あと、いま思えば、現福生のコミュニケーション能力って半端なかった。
もし自分と意見が違っても、相手の話をしっかりと受け止めてから言葉を返していた。
自分の意見を通そうとするのではなく、相手の話から内容を広げていく能力が高かった。
大学時代、いろんな授業で“受容”の姿勢が大事ってよく言われていました。現福はまさに受容の人ばかりで、そんな人たちに囲まれているのが当たり前の環境でした。
卒業してからその当たり前がどれほど素敵なことで、あたたかいものだったかということを実感させられます。
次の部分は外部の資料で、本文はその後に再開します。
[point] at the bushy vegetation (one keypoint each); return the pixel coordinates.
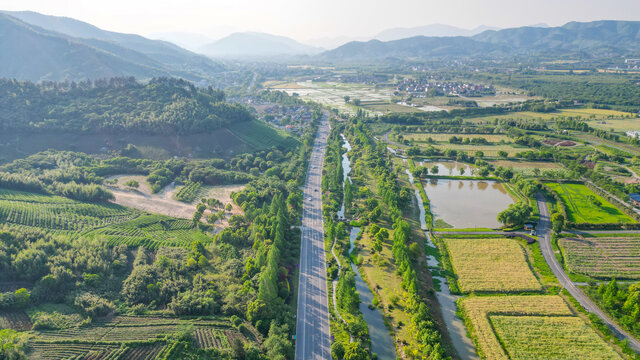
(161, 106)
(491, 265)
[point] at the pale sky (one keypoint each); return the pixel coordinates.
(309, 19)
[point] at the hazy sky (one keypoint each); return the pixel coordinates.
(308, 19)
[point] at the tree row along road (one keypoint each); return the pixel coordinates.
(312, 323)
(558, 271)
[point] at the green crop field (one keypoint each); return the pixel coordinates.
(581, 209)
(261, 136)
(119, 225)
(438, 137)
(58, 213)
(107, 339)
(498, 343)
(151, 231)
(603, 257)
(494, 265)
(189, 192)
(550, 337)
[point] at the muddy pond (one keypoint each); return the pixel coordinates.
(467, 203)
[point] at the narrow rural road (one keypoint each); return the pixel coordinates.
(544, 227)
(312, 324)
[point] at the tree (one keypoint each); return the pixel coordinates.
(132, 183)
(337, 350)
(516, 214)
(22, 297)
(355, 351)
(12, 344)
(277, 344)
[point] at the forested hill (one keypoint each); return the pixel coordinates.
(595, 39)
(50, 48)
(161, 106)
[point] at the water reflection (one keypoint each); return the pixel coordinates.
(467, 203)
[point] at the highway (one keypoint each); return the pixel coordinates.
(547, 251)
(312, 323)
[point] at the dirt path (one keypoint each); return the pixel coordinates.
(153, 203)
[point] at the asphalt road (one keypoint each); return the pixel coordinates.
(312, 326)
(547, 251)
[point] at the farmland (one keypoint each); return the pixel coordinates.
(550, 337)
(491, 265)
(117, 224)
(603, 257)
(131, 337)
(150, 231)
(582, 205)
(477, 310)
(189, 192)
(58, 213)
(261, 136)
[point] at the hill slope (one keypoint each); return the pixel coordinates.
(597, 39)
(619, 36)
(256, 45)
(419, 46)
(439, 30)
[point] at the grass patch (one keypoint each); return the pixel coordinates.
(476, 311)
(259, 135)
(582, 205)
(491, 265)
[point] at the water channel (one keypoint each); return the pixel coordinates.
(382, 343)
(455, 325)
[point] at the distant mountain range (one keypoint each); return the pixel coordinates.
(439, 30)
(190, 41)
(253, 44)
(41, 47)
(597, 39)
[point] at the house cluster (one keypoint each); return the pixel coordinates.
(447, 88)
(291, 118)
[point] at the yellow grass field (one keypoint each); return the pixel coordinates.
(547, 338)
(620, 125)
(492, 265)
(478, 309)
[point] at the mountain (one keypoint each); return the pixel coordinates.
(170, 58)
(597, 38)
(415, 47)
(622, 37)
(31, 53)
(436, 30)
(252, 44)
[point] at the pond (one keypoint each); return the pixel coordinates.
(451, 168)
(467, 203)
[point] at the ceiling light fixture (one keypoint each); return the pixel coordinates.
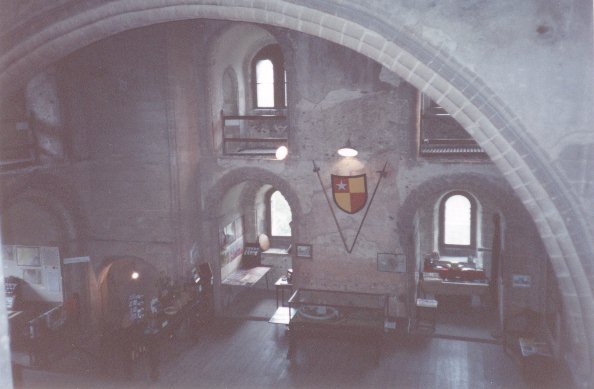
(347, 150)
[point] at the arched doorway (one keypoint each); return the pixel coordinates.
(247, 188)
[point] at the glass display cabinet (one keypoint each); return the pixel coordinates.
(329, 313)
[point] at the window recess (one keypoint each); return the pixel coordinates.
(17, 145)
(440, 135)
(256, 135)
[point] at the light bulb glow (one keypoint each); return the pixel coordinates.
(347, 150)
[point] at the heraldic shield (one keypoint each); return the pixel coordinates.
(350, 192)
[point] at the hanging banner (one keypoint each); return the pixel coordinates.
(350, 192)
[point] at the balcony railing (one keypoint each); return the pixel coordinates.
(17, 146)
(256, 135)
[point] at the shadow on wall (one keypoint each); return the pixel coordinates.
(119, 279)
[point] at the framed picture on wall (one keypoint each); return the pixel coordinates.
(390, 262)
(304, 250)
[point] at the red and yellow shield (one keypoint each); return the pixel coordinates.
(349, 192)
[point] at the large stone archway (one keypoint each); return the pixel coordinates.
(542, 189)
(213, 204)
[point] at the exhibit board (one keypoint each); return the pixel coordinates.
(39, 268)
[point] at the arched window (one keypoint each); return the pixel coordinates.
(278, 218)
(269, 80)
(457, 224)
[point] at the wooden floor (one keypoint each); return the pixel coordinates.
(251, 353)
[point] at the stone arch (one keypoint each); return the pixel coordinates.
(110, 303)
(540, 186)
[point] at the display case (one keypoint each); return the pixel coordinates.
(329, 313)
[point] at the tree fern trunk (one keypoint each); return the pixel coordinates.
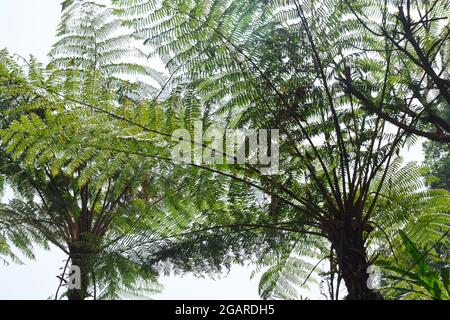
(81, 256)
(347, 241)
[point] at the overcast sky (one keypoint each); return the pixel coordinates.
(28, 27)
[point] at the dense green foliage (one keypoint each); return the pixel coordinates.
(347, 83)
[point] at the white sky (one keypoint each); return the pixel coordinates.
(28, 27)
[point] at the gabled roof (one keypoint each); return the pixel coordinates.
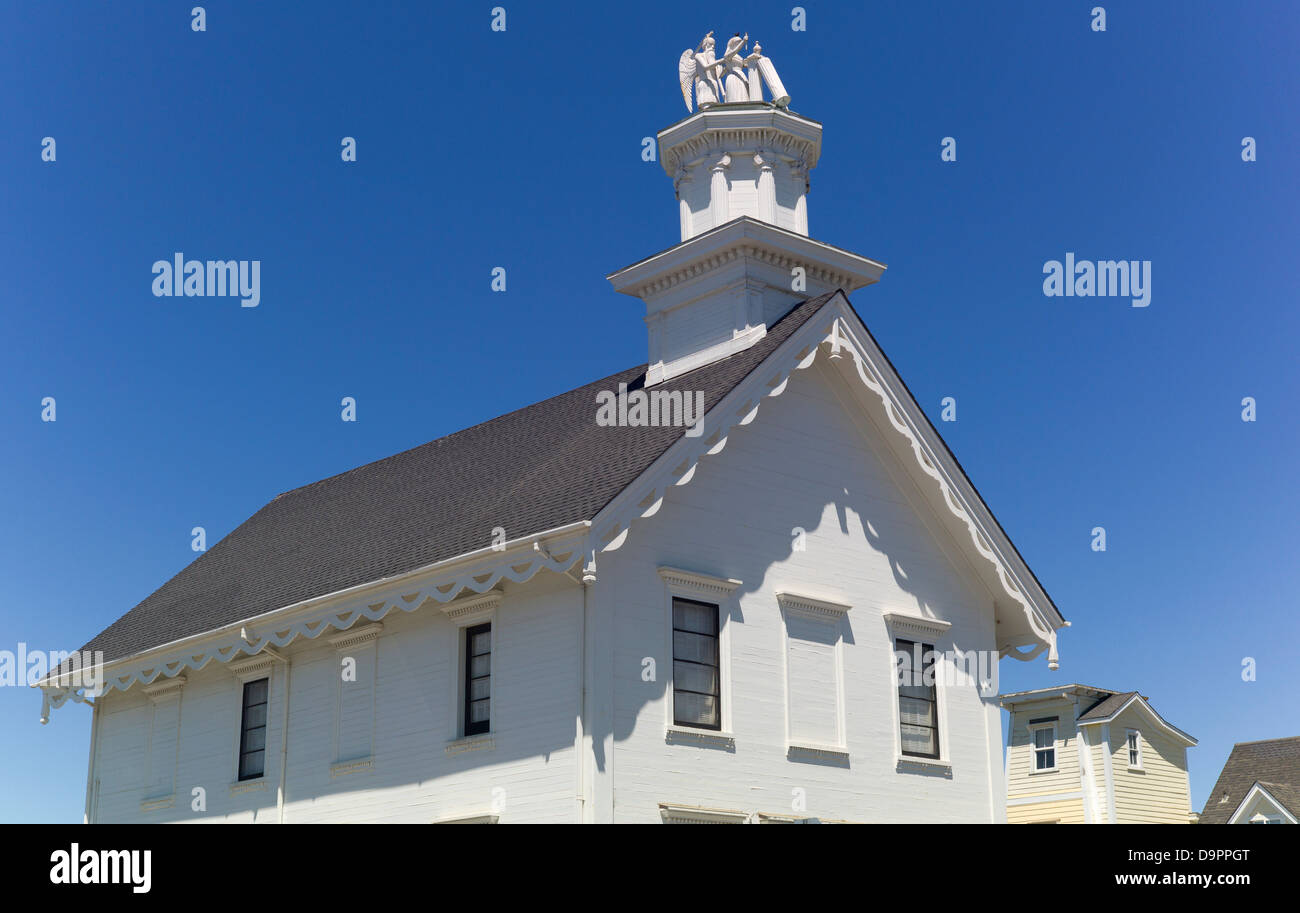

いろんな学校に通いましたが、私の母校は法政だと思っています。
【福祉や職場内の考え方だけでなく、いろいろなものにアンテナを向けたい】
4.いま興味を持っていることやテーマは何ですか。
まだ社会人4か月目なので、いまは仕事で精いっぱいで…(笑)。
でも、福祉の考え方だけではなくてたくさんの分野にアンテナを向けられるようにしたいとは思っています。
自分の視野を狭めることなく、どんどん広げていきたいです。
【1人1人を見つめられる人でありたい】
5.今後の目標を教えてください。
仕事をしていて、当たり前ではあるんですが、その子を知らないと何もできないんだなって思います。
だから、こちらから「~するべきだ」とか「これはできないだろう」と決めつけるようなことはしたくないです。
そのときのその人を見つめて、自分に何ができるのかを考えて判断できるように。
大学の時に学んだ受容の姿勢を大切に、これからも子どもたちに向き合っていきたいです。